А вот слово «гордость» в вашем лексиконе, оно будет с разными знаками в разных ситуациях или с одним всегда?

Нет, слово «гордость» мне очень нравится.

Нравится.

Мне не нравится слово «гордыня». Это разные вещи.

То есть вы разделяете?

Да. Просто по тому, как я чувствую внутри себя, когда я чем-то горжусь, кем-то горжусь… Можно съехать на тщеславие, это очень рядом. Ну гордыня — это немножко другое.

А чем отличается?

Гордыня – это все-таки некое превосходство, то есть когда ты превосходишь… То есть, вернее, так лучше: гордость — вот я сделала что-то, не знаю,  вот у меня был спектакль в июне.

Да.

Надеюсь, не последний, о Цветаевой, и это был очень хороший спектакль, учитывая, что это моноспектакль, я его сделала сама, а люди сидели, час сорок они, не шелохнувшись, сидели. И потом я их спросила: «Что вы так все? — я говорю. — Мне в какой-то момент страшно стало». Они говорят: «А мы боялись спугнуть вот это, то, что происходит на сцене». И не то что я горда была тем, как я, ну как… как сказать.

Ну это радость вам принесло.

Как бы ты думаешь: ну это здорово, что я так могу, оказывается. Оказывается, я так могу, и это здорово. И это дает тебе силы в следующий раз сделать еще лучше и вообще что-то еще дальше делать. Гордость ну как бы за что-то, сделанное хорошо, дает силы. Другой вопрос, что правда, это очень близко. Мне кажется, гордыня — это вот когда уже: я лучше делаю, чем кто-либо другой делает, вот это уже гордыня. Нет, не лучше, не хуже — так, как я делаю.

Ну почему, можно, правда, лучше делать.

И хорошо. Ну не знаю, ну каждый делает так, как он делает: кто-то лучше, кто-то хуже.

С этим не поспоришь, да.

В меру своего таланта как-то делает.
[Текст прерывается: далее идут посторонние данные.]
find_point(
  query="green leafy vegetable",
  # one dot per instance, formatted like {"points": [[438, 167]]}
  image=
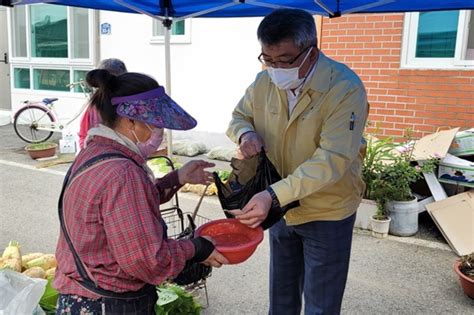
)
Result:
{"points": [[173, 299]]}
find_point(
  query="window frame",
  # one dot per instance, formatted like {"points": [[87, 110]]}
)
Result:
{"points": [[69, 63], [409, 59], [174, 39]]}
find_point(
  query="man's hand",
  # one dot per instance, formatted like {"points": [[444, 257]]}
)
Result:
{"points": [[250, 144], [215, 259], [193, 173], [255, 211]]}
Ну мне просто не нравится сравнивать. Гордыня — это все равно, это про превосходство такое.

А противоположное — это смирение. Вот антоним ну уж гордыни точно смирение. Мне когда-то очень понравилось, мне кажется, самое глубокое определение: это знание своей меры. А гордыня — это значит незнание, это всегда непонимание своей меры. Вот даже когда вы в начале говорили очень точно про то: да, я хочу вот это, здесь, это же тоже в каком-то смысле несмирение, потому что мне кажется: ну как, почему я, да.

Ну да, как… да.

Значит, это ну то есть гордыня получается.

Да. Когда я знаю, как лучше. Не Он, а я знаю, что мне надо так.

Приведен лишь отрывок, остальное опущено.